Great Houdini's Escape

[th1nkp1nk]

Harry Houdini's favorite magic act is to have himself tied up with rope, lowered into a giant flask, and have poured into the flask at a constant rate. Harry is 6 feet tall and we can assume he is a perfect cylinder with a radius of 6 inches. The flask is 8 feet tall and has a radius of 4 feet at the bottom and a radius of 2 feet at the top. The large radius extends straight up for 2 feet before slanting in, and theneck of the flask (small radius) is also 2 feet.

Note that when the height of the water was 3 feet high, the water was rising at a rate of .058 ft/sec.

V(h) = 63 pi/4 h if 0<=h<=2
V(h) = pi/12 h^3 - 5pi/2 h^2+ 99pi/4 h -26pi/3 if 2 <= h <= 6
V(h) = 4pi h+ 263pi/6 if 6 <=h<=8

------------

We're supposed to verify these volume formulas - I got the 1st and 3rd one, but can't figure out how to do the middle one. My teacher told us to use solids of revolution, using 2 as the lower bound and h as the upper bound, but my answer didn't equal the volume equation.

 

[TchrWill]

Harry Houdini's favorite magic act is to have himself tied up with rope, lowered into a giant flask, and have poured into the flask at a constant rate. Harry is 6 feet tall and we can assume he is a perfect cylinder with a radius of 6 inches. The flask is 8 feet tall and has a radius of 4 feet at the bottom and a radius of 2 feet at the top. The large radius extends straight up for 2 feet before slanting in, and theneck of the flask (small radius) is also 2 feet.

Note that when the height of the water was 3 feet high, the water was rising at a rate of .058 ft/sec.

V(h) = 63 pi/4 h if 0<=h<=2
V(h) = pi/12 h^3 - 5pi/2 h^2+ 99pi/4 h -26pi/3 if 2 <= h <= 6
V(h) = 4pi h+ 263pi/6 if 6 <=h<=8

------------

We're supposed to verify these volume formulas - I got the 1st and 3rd one, but can't figure out how to do the middle one. My teacher told us to use solids of revolution, using 2 as the lower bound and h as the upper bound, but my answer didn't equal the volume equation.

The contained volume at any h < 2 is V = Pi(r^2)h = 50.265h.

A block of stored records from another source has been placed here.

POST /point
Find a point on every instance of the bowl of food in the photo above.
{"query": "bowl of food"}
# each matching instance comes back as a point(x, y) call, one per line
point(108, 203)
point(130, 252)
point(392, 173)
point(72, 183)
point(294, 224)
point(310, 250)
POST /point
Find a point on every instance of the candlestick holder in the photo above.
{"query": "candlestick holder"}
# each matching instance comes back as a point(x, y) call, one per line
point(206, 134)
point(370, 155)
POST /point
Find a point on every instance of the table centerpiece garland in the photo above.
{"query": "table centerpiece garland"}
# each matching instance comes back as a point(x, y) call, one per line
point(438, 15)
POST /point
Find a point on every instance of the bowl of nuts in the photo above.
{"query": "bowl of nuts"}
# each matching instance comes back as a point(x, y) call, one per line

The contained volume at any h >2 but <6 is as follows.
The volume of a right circular cone is V = Pih'(r^2 + rr' + r'^2)/3 where r = the radius at the bottom of the cone, 4 ft, and r' = the radius at the top of the conical frustrum, 2 ft. and h' = the height from the bottom of the conical section.
The slope of the conical side is arctan(2/4) = µ = 26.565º the tangent being 2/4.
The radius at any given h' is given by r' = (4 - h')tan µ = (4 - h')(2/4) = (4 - h')/2
Therefore, the volume of any conical portion above 2 feet in flask height is given by Vcon = Pih'[r^2 + r(4 - h')/2 + ((4 - h)/2)^2]

The volume of the upper cylindrical portion f the flask is given by Vu = Pi(2^2)h" where h" = the height from the top of the conical frustrum top to the height in question.

I;ll let you add them together and simplify to derive the three equations for volume within each height constraint.

 

[galactus]

I think I found a nice solution. The cylinder being lowered into the flask has volume \(\displaystyle \L\\{\pi}(\frac{1}{2})^{2}h=\frac{1}{4}{\pi}h\)

The volume of the lower portion form 0 to 2 is \(\displaystyle \L\\32{\pi}\)

Now, the trickiest part is the portion from 2 to 6, where the shoulders are slanted.

Find the equation of the line which makes up a shoulder. It passes through
(4,2) and (2,6). This gives a line equation of \(\displaystyle \L\\y=-2x+10\)
Solve for x and get \(\displaystyle \L\\x=5-\frac{y}{2}\)

Make the solid of revolution as such:

\(\displaystyle \L\\{\pi}\int_{2}^{h}(5-\frac{y}{2})^{2}dy=\frac{\pi}{12}h^{3}-\frac{5\pi}{2}h^{2}+25{\pi}h-\frac{122{\pi}}{3}\)

Now, add the bottom portion and subtract the cylinder submerged into the flask:

\(\displaystyle \L\\\frac{\pi}{12}h^{3}-\frac{5\pi}{2}h^{2}+25{\pi}h-\frac{122{\pi}}{3}+32{\pi}-\frac{1}{4}{\pi}h=\fbox{\frac{\pi}{12}h^{3}-\frac{5\pi}{2}h^{2}+\frac{99\pi}{4}h-\frac{26\pi}{3}}\).....there she is!.

 

[morson]

Nice work galactus, elegant and concise. I initially thought the shoulders were not straight lines (curves) so I was having a bit of trouble.